Reviewing software
Posted by Cheng Soon Ong on October 13, 2008
The review process for the current NIPS workshop mloss08 is now underway. There are a couple of interesting thoughts that I had while discussing this process with Soeren and Mikio, as well as some of the program committee. The two issues are:
- Who should review a project?
- What are the review criteria?
Reviewer Choice
Unlike standard machine learning projects, choosing a reviewer for a mloss project has to be comfortable with three different aspects of the system, namely:
- The machine learning problem (e.g. Graphical models, kernel methods, or reinforcement learning)
- The programming language, or at least the paradigm (e.g. object oriented programming)
- The operating environment (which may be a particular species of make on a version of Linux)
There is also projects about a particular application area of machine learning, such as brain-computer interfaces which put an additional requirement on the understanding of the reviewer.
However, if one looks at the set of people who satisfy all those criteria for a particular project, one usually ends up with only a handful of potential researchers, most of which would have a conflict of interest with the submitted project. So, often I would choose a reviewer who is an expert in one of the three areas and hope that he or she would be able to figure out the rest. Is there a better solution?
Review Criteria
The JMLR review criteria are:
- The quality of the four page description.
- The novelty and breadth of the contribution.
- The clarity of design.
- The freedom of the code (lack of dependence on proprietary software).

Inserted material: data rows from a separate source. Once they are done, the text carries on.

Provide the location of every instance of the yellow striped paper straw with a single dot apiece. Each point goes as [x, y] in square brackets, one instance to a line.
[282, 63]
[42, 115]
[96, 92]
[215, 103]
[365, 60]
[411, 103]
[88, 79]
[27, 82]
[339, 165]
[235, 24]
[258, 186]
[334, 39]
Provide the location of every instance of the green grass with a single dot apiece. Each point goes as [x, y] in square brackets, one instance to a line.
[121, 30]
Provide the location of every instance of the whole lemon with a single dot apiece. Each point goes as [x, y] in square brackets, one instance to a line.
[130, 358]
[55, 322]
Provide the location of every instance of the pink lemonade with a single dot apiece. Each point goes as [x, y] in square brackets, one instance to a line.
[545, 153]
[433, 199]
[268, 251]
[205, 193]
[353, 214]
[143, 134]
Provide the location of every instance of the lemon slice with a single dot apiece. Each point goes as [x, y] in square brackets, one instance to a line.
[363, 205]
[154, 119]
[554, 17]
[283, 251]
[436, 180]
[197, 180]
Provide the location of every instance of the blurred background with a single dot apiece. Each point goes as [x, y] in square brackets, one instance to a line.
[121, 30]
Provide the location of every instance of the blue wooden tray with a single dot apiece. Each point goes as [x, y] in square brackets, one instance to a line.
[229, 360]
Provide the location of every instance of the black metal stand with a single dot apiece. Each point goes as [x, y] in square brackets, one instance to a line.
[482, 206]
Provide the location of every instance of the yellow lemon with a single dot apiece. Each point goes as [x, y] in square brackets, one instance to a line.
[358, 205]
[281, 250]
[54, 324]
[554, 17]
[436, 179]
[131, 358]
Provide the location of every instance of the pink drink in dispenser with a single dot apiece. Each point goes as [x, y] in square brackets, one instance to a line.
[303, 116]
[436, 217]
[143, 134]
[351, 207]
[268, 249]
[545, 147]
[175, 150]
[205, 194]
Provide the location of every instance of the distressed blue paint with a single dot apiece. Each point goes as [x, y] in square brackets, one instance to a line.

- The breadth of platforms it can be used on (should include an open-source operating system).
- The quality of the user documentation (should enable new users to quickly apply the software to other problems, including a tutorial and several non-trivial examples of how the software can be used).
- The quality of the developer documentation (should enable easy modification and extension of the software, provide an API reference, provide unit testing routines).
- The quality of comparison to previous (if any) related implementations, w.r.t. run-time, memory requirements, features, to explain that significant progress has been made.
This year's workshop has the theme of interoperability and coorperation. Therefore it is also a review criteria. The important question is how to weight the different aspects? The answer is not at all clear. There is a basic level of adherence which is necessary for each of the criteria, above which is it difficult to trade off the different aspects quantitatively. For example does very good user documentation excuse very poor code design? Does being able to run on many different operating systems excuse very poor run time memory and computational performance?